The Devil's Daughter (Hidden Sins #1)(70)
A muscle twitched in Vic’s jaw, the only sign of how pissed off that possibility made him. “If the goal was to draw you back here, the unsub accomplished his goal with the first girl. Maybe leaving her like that was about you, too—hard to say for sure—but I think it’s possible he got a taste of fame and liked the experience.”
She could see that. Zach had said Neveah was left in a similar situation and position as Elouise, but there could be a wealth of evidence they weren’t seeing yet. The autopsy would say for certain.
“What about the girl who’s missing?”
“She’s not like either of them. Or, rather, she’s right down the middle. Her dad died in Afghanistan after September eleventh, and it’s just her and her mom now. They have a good relationship, from what I can tell, but Rachel’s got ambition—her eye’s on something better.” She pressed her lips together, knowing all too well that she was too close to this. Way too close to this. “I liked her, Vic. She was a little prickly, and she’s got angst to spare because she’s got shit taste in friends, but she’s a good kid. She doesn’t deserve any of what that prick is going to do to her.”
“None of them did.”
“No, none of them did.” Just like that, the guilt surged again, strong enough to choke her. “If—”
“I’m going to stop you right there, kid. You know as well as I do that letting the guilt ride you is guarantee of a fast burnout and a trip to a nice padded room. You can’t shoulder the entire world.”
That doesn’t stop you from trying. She didn’t say it. She never said it. Instead, she adjusted her grip on the steering wheel. “I’m only five years younger than you. I’m not a kid.”
“You being a kid has nothing to do with age—or lack of respect—and you know it. Stop nitpicking.”
Easier said than done. She wanted to nitpick until he snapped at her and she had a reason to lash out. It wasn’t a fair response. Vic hadn’t done a single thing other than show up here as backup that was sorely needed. She turned off the highway and followed the GPS instructions into Augusta.
It wasn’t until she’d put the car in park that Vic said, “What happened to your face?”
She bit her lip. She really, really didn’t want to tell him. She hadn’t been being dramatic when she’d thought about Vic carrying around the responsibility of the world on his shoulders. He took the safety of Eden—of all his past partners—deadly serious. “I, uh, had a run-in.” Despite his silence, she could actually feel his anger growing. “It’s nothing.”
“Don’t try that shit with me, kid. I know what nothing looks like, and that isn’t it. That knock you out?”
“Only for a little bit.” Ten minutes was not a little bit, but she didn’t like being treated like she was the kid he liked to call her. She wasn’t.
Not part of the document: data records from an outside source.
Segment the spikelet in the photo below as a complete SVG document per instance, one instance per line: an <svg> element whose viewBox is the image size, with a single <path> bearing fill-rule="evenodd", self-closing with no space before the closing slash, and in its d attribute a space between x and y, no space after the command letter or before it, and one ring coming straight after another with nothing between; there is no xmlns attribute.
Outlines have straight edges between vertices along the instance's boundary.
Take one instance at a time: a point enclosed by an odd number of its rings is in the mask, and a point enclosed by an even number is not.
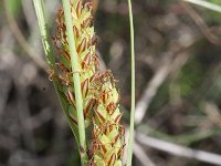
<svg viewBox="0 0 221 166"><path fill-rule="evenodd" d="M72 3L73 32L75 38L75 48L77 52L78 69L81 77L81 89L83 97L83 111L86 126L92 118L92 110L96 107L97 100L94 98L94 87L92 87L93 77L96 76L98 69L98 59L95 52L96 38L94 27L92 27L92 4L82 3L82 0ZM70 116L77 125L75 94L73 92L74 83L72 81L73 72L71 68L71 54L69 50L66 25L64 22L64 11L60 9L56 15L56 32L54 45L59 54L57 58L57 80L60 81L60 91L66 103L70 105Z"/></svg>
<svg viewBox="0 0 221 166"><path fill-rule="evenodd" d="M124 152L124 127L119 125L119 93L109 70L99 72L98 58L95 53L96 38L92 27L92 3L74 0L72 3L73 32L77 52L83 111L85 124L93 124L88 166L122 166ZM59 58L56 76L60 93L70 105L70 117L77 127L73 72L69 50L64 11L61 9L56 17L56 33L54 45ZM91 123L93 122L93 123Z"/></svg>
<svg viewBox="0 0 221 166"><path fill-rule="evenodd" d="M119 94L110 71L99 76L98 106L93 117L92 157L88 166L122 166L125 131L119 125Z"/></svg>

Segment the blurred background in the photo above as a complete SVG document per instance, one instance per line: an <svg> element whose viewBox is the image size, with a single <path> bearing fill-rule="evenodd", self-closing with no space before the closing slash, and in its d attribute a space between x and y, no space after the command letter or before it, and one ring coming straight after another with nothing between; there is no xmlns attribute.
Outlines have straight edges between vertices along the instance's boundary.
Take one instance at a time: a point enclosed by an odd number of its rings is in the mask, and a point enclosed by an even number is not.
<svg viewBox="0 0 221 166"><path fill-rule="evenodd" d="M59 0L44 0L51 37ZM221 6L220 0L210 0ZM119 80L129 122L126 0L94 0L101 60ZM133 166L221 165L221 13L179 0L133 0L136 138ZM31 0L0 1L0 166L78 166L49 81Z"/></svg>

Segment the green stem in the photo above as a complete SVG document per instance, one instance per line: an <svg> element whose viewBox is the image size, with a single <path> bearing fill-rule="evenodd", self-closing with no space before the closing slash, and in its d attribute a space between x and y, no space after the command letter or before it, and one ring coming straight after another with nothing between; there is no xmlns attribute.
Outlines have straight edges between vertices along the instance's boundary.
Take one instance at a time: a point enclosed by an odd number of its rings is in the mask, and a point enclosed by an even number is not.
<svg viewBox="0 0 221 166"><path fill-rule="evenodd" d="M56 72L54 69L55 58L54 58L53 51L51 49L52 46L51 46L51 41L49 38L50 35L48 32L48 25L46 25L46 21L45 21L45 12L44 12L45 9L44 9L43 1L42 0L33 0L33 3L34 3L35 12L36 12L36 18L38 18L38 22L39 22L39 28L40 28L40 33L42 37L42 43L43 43L46 61L50 65L50 69L52 69L52 70L54 70L54 72ZM57 84L56 79L53 80L53 85L54 85L55 92L59 96L60 104L62 105L62 110L64 111L64 114L66 115L67 122L72 128L73 134L76 137L76 142L78 145L80 143L77 139L78 136L76 136L76 126L73 124L73 121L71 120L71 117L69 115L69 105L66 105L66 102L64 101L63 96L59 93L59 84Z"/></svg>
<svg viewBox="0 0 221 166"><path fill-rule="evenodd" d="M83 115L83 100L82 100L81 80L78 73L80 68L78 68L77 53L74 41L70 0L62 0L62 2L64 7L64 18L66 23L67 41L71 53L72 71L74 73L73 82L74 82L74 92L76 96L77 123L78 123L80 147L81 147L80 154L81 154L82 165L85 165L87 155L86 155L85 126L84 126L84 115Z"/></svg>
<svg viewBox="0 0 221 166"><path fill-rule="evenodd" d="M42 43L43 43L43 48L44 48L44 52L46 55L46 61L50 65L50 68L52 68L54 65L55 59L51 49L51 42L49 40L49 32L48 32L48 24L45 21L45 9L44 9L44 3L42 0L33 0L34 3L34 9L36 12L36 18L39 21L39 29L40 29L40 33L41 33L41 38L42 38Z"/></svg>
<svg viewBox="0 0 221 166"><path fill-rule="evenodd" d="M127 166L131 166L134 127L135 127L135 45L134 45L134 21L133 21L130 0L128 0L128 10L129 10L130 54L131 54L131 108L130 108L129 139L127 146Z"/></svg>

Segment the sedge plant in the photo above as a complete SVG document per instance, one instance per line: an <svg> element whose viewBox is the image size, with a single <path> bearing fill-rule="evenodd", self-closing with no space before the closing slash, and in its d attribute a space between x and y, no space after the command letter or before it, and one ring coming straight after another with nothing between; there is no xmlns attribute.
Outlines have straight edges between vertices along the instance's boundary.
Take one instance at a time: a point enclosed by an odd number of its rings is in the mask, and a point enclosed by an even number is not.
<svg viewBox="0 0 221 166"><path fill-rule="evenodd" d="M74 133L82 165L122 166L125 129L119 124L123 115L118 104L120 97L112 72L99 70L92 3L84 0L62 0L63 8L57 11L53 37L55 58L50 48L43 2L33 1L50 66L49 77L54 83ZM134 63L131 66L134 68ZM134 94L134 82L131 85ZM133 105L131 110L134 107ZM134 123L130 133L133 129ZM130 135L129 160L134 137L133 133Z"/></svg>

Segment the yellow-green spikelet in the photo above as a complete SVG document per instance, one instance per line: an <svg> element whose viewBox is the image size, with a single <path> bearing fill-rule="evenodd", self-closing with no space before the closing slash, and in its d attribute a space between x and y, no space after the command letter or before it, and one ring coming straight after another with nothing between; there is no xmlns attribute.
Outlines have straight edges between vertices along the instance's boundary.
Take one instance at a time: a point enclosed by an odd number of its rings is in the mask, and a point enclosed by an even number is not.
<svg viewBox="0 0 221 166"><path fill-rule="evenodd" d="M99 76L98 106L94 114L90 166L122 166L124 127L119 125L119 94L110 71Z"/></svg>
<svg viewBox="0 0 221 166"><path fill-rule="evenodd" d="M96 106L94 98L94 87L92 82L98 69L98 59L95 52L96 38L94 34L94 27L92 27L92 4L82 3L82 0L73 1L72 3L72 19L73 32L75 38L75 48L78 56L77 71L81 77L82 95L83 95L83 110L86 126L90 125L92 117L92 110ZM59 74L55 75L60 81L60 91L64 94L66 102L70 105L70 116L77 125L75 95L73 92L72 75L74 74L71 69L71 55L69 50L66 25L64 22L64 11L60 9L56 15L56 32L54 37L54 45L56 48L57 70Z"/></svg>
<svg viewBox="0 0 221 166"><path fill-rule="evenodd" d="M124 127L119 125L122 113L118 107L119 94L110 71L101 74L95 53L96 39L92 23L91 3L82 0L72 4L73 32L78 55L78 71L82 82L84 118L87 125L93 121L92 146L88 149L88 166L122 166L124 152ZM64 11L56 18L54 45L57 54L60 93L70 105L70 116L77 126L75 95L73 92L71 56L66 39Z"/></svg>

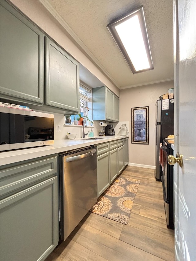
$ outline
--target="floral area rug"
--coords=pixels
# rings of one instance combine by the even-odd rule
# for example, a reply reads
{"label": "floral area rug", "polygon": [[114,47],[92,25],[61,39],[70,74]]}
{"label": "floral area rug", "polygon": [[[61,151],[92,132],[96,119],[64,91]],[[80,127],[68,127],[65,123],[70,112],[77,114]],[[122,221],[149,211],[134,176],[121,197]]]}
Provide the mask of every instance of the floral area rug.
{"label": "floral area rug", "polygon": [[140,183],[140,180],[130,178],[117,178],[90,211],[127,224]]}

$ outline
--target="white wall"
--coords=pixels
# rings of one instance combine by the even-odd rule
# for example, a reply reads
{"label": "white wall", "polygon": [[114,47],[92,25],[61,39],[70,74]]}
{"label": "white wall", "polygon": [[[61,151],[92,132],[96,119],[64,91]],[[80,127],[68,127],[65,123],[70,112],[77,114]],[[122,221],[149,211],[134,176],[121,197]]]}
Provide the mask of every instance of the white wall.
{"label": "white wall", "polygon": [[85,56],[65,29],[39,1],[11,0],[14,5],[79,62],[82,64],[117,96],[120,90]]}
{"label": "white wall", "polygon": [[[173,81],[121,90],[120,119],[129,122],[129,162],[133,166],[153,167],[155,165],[155,111],[159,97],[173,88]],[[131,144],[131,108],[149,106],[149,144]]]}

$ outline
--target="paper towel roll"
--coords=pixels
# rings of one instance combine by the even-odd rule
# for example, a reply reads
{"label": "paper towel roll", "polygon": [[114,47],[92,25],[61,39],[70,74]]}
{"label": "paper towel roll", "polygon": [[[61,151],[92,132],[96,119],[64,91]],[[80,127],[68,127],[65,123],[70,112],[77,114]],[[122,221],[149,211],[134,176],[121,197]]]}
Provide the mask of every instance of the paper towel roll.
{"label": "paper towel roll", "polygon": [[103,122],[103,121],[101,121],[99,123],[99,125],[100,126],[102,126],[102,127],[105,127],[106,126],[107,126],[107,124],[105,122]]}

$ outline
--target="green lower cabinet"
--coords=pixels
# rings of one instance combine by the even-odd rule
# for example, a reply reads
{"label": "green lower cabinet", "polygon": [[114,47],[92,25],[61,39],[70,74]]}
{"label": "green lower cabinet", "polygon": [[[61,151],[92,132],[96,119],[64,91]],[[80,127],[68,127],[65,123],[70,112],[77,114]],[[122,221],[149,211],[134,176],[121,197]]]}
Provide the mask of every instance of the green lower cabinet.
{"label": "green lower cabinet", "polygon": [[119,162],[118,174],[120,174],[124,169],[123,155],[124,145],[118,148],[118,161]]}
{"label": "green lower cabinet", "polygon": [[129,144],[128,138],[125,139],[124,141],[124,167],[126,166],[129,163]]}
{"label": "green lower cabinet", "polygon": [[1,259],[43,260],[58,244],[57,177],[2,199]]}
{"label": "green lower cabinet", "polygon": [[110,151],[110,183],[111,183],[118,176],[118,173],[117,148]]}
{"label": "green lower cabinet", "polygon": [[97,173],[98,198],[110,184],[109,152],[97,157]]}

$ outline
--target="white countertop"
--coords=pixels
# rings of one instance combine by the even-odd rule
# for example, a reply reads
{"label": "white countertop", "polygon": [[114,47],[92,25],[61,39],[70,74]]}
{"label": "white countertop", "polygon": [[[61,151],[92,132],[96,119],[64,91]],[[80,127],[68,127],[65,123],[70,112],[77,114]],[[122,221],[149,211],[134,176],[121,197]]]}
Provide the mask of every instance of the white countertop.
{"label": "white countertop", "polygon": [[52,145],[1,152],[0,153],[0,165],[18,162],[128,137],[129,135],[115,135],[112,136],[95,137],[93,137],[101,139],[91,140],[87,139],[90,138],[89,137],[85,139],[57,140],[55,140],[55,144]]}

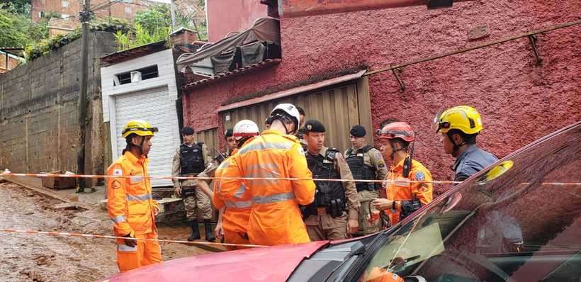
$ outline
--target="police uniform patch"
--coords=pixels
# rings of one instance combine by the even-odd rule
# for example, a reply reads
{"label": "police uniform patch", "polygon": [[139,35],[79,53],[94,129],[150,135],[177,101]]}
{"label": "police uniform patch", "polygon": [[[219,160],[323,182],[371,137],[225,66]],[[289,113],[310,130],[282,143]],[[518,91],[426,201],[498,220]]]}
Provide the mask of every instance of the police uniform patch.
{"label": "police uniform patch", "polygon": [[119,182],[118,180],[115,179],[115,180],[113,181],[113,182],[111,182],[111,187],[113,189],[117,189],[118,188],[120,188],[121,187],[121,182]]}
{"label": "police uniform patch", "polygon": [[416,171],[416,180],[418,181],[423,181],[426,179],[426,175],[423,171]]}

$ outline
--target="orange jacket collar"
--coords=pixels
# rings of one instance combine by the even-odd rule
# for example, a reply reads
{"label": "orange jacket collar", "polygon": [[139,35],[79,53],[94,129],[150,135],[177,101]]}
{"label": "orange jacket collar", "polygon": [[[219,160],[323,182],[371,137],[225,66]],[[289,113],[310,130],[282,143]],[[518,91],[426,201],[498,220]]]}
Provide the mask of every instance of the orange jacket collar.
{"label": "orange jacket collar", "polygon": [[409,154],[406,155],[405,157],[402,159],[402,160],[400,161],[400,162],[398,162],[397,165],[395,165],[395,166],[392,165],[390,167],[390,170],[395,171],[396,170],[403,169],[403,162],[405,161],[405,159],[407,159],[408,157],[410,157]]}
{"label": "orange jacket collar", "polygon": [[129,159],[132,164],[137,164],[137,163],[143,164],[147,159],[145,158],[145,154],[142,154],[141,157],[137,159],[132,153],[129,151],[125,152],[123,156],[127,159]]}

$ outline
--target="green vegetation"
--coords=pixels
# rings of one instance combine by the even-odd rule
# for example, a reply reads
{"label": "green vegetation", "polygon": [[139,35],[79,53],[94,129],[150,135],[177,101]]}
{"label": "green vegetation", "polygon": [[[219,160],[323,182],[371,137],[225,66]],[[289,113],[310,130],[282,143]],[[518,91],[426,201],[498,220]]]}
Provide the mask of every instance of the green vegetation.
{"label": "green vegetation", "polygon": [[[81,37],[81,29],[77,28],[67,34],[49,38],[48,21],[52,18],[60,18],[60,14],[47,12],[43,20],[33,23],[30,9],[30,0],[0,0],[0,47],[24,47],[24,57],[30,60]],[[188,18],[176,9],[178,28],[195,30],[197,27],[201,37],[207,38],[205,23],[196,23],[195,26]],[[91,30],[114,33],[120,51],[153,42],[169,41],[172,30],[169,5],[154,5],[140,11],[132,23],[113,18],[91,18]]]}

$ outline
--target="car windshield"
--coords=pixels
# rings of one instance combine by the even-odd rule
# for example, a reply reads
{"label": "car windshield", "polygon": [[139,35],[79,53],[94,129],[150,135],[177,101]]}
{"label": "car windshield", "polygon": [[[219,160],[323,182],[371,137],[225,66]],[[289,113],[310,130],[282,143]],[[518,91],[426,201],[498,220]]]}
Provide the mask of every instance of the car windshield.
{"label": "car windshield", "polygon": [[580,140],[577,123],[460,184],[395,230],[359,281],[579,281]]}

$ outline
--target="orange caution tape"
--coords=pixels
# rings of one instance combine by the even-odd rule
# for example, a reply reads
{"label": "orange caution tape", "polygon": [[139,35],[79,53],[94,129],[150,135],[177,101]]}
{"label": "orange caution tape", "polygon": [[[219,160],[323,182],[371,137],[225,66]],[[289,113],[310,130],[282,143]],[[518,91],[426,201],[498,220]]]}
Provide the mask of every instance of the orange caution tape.
{"label": "orange caution tape", "polygon": [[[130,175],[96,175],[96,174],[13,174],[11,172],[0,173],[0,176],[33,176],[33,177],[69,177],[69,178],[131,178],[135,176]],[[181,180],[225,180],[225,179],[240,179],[240,180],[288,180],[288,181],[304,181],[312,180],[313,181],[335,181],[335,182],[365,182],[365,183],[400,183],[401,180],[376,180],[376,179],[298,179],[293,177],[199,177],[199,176],[147,176],[138,177],[153,179],[181,179]],[[458,184],[463,181],[417,181],[406,180],[407,183],[431,183],[434,184]],[[531,182],[523,182],[521,185],[529,185]],[[541,185],[556,185],[556,186],[581,186],[581,182],[542,182]]]}
{"label": "orange caution tape", "polygon": [[[96,174],[14,174],[11,172],[0,173],[0,176],[33,176],[33,177],[68,177],[68,178],[133,178],[135,176],[130,175],[96,175]],[[139,176],[138,177],[153,179],[180,179],[180,180],[225,180],[225,179],[240,179],[240,180],[288,180],[288,181],[301,181],[301,180],[312,180],[314,181],[335,181],[335,182],[401,182],[402,181],[395,180],[376,180],[376,179],[298,179],[293,177],[200,177],[200,176]],[[432,183],[438,184],[456,184],[461,183],[461,181],[417,181],[408,180],[409,183]]]}
{"label": "orange caution tape", "polygon": [[229,244],[229,243],[215,243],[211,242],[190,242],[190,241],[180,241],[180,240],[169,240],[165,239],[147,239],[147,238],[130,238],[127,237],[111,236],[111,235],[95,235],[91,234],[81,234],[81,233],[70,233],[70,232],[57,232],[48,231],[35,231],[35,230],[23,230],[18,229],[0,229],[0,232],[10,232],[10,233],[28,233],[35,235],[45,235],[50,236],[68,236],[68,237],[80,237],[85,238],[101,238],[101,239],[122,239],[130,240],[143,240],[143,241],[157,241],[167,243],[181,243],[188,244],[200,244],[200,245],[220,245],[220,246],[231,246],[231,247],[244,247],[249,248],[256,248],[259,247],[267,247],[258,244]]}

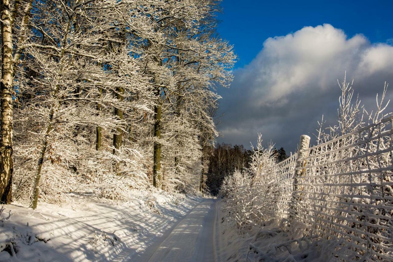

Then don’t act like an idiot. “It’s possible that I’ve got a concussion, but other than a wicked headache, I’m not having any other symptoms.”
He snorted. “Not that you’d tell me if you were. You always have to play the hero.”
“Pot, meet kettle.”
She parked in the lot and they headed into the hospital. The morgue occupied the basement of the local hospital, and she was reasonably sure the temperature actually dropped as they descended in the elevator. The hallway didn’t appear any different from the others in the hospital, but it felt different. Maybe it was the antiseptic smell, maybe it was just some preternatural sense that rose from being in the vicinity of death.
An older man wearing a pair of jeans and a long-sleeved T-shirt with a giant picture of Garth Brooks on it met them at the door. Eden did her best to melt into the background as the man eyed Vic, his glasses askew. “You must be the feds—and the civilian observer Zach mentioned.” He turned and headed deeper into the morgue without another word, leaving them to follow. Eden appreciated that. She was really tired of the Martha Collins’s daughter? comments. Augusta might be thirty minutes from Clear Springs, but Elysia’s reach ran far.
“I took the liberty of getting the preliminary examination out of the way.” The coroner—William, Zach had said his name was—moved to the body laid out on the gurney. Eden hadn’t had problems with dead victims for years now, but there was something about seeing a girl with so many similarities to her on that table that spooked her. She started to rub her arms, realized what she was doing, and forced her hands to her sides.
William didn’t seem to notice the lapse, but she caught Vic watching her out of the corner of his eye. Damn. There was nothing she could say to reassure him, and if she brought it up, she ran the risk that he’d realize exactly how off center she was.
The coroner started at Neveah’s head, her dark hair now combed for evidence and out of her face. “There are a lot of similarities between this girl and the first. Both have bruises—though hers are newer, with no history of abuse that I can see—and both had sex in the last twenty-four hours before their death. There are marks on her feet that indicate she ran barefoot across some distance, and small slices along her shins and knees to back that up.”
Well, shit. She hadn’t really expected anything else, but she was hoping the unsub keeping the body and dumping it at a later time would have resulted in some sort of evidence.